El mejor indicador para juzgar a un país es el contenido de sus librerías. Tras recorrer varias de Estados Unidos uno se percata de que es un país superficial, hiperreligioso, narcisista, arrogante, supersticioso y violento porque los estantes de sus librerías están repletos de libros de autoayuda, de doctrina protestante para el vulgo, de pomposas autobiografías de personajes secundarios, de obras hiperbólicas que tratan de mostrar la grandeza del sueño usamericano, de supercherías varias como reencarnaciones, angeleologías y misticismos zen; y catálogos de pistolas.

Pero la autocrítica les salva de la inanidad cultural, y es que la alta literatura norteamericana se encuentra agazapada en las librerías como un firme contrapeso al envite de lo pretencioso y de lo vulgar, de lo patológico y de lo irracional.

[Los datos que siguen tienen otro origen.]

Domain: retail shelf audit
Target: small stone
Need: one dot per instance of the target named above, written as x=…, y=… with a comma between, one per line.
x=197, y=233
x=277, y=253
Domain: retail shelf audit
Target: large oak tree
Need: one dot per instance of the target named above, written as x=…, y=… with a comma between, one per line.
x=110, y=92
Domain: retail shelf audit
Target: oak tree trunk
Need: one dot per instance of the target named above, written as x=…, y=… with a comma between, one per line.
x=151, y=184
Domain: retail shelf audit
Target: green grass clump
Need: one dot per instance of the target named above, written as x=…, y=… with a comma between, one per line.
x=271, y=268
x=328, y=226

Leo ahora con delectación Viajes con Charley de John Steinbeck, y no puedo menos que admirar a una cultura que ha sido capaz de destilar al autor californiano; y a Faulkner, y a Hemingway, y a Henry James, y a William Burroughs, y a DeLillo, y a Capote, y a Cummings, y a Doctorow, y a Wallace, y a Dos Passos, y a Pynchon, y a Franzen, y a Salinger, y a Twain, y a Henry Miller, y a Tom Wolfe, y a Nabokov, y a Philip Roth, y a Updike.

Dichos escritores se encuentran en las librerías escondidos —pero vigilantes— en los estantes más bajos. Hay que arrodillarse para alcanzarlos como si fueran un objeto sagrado.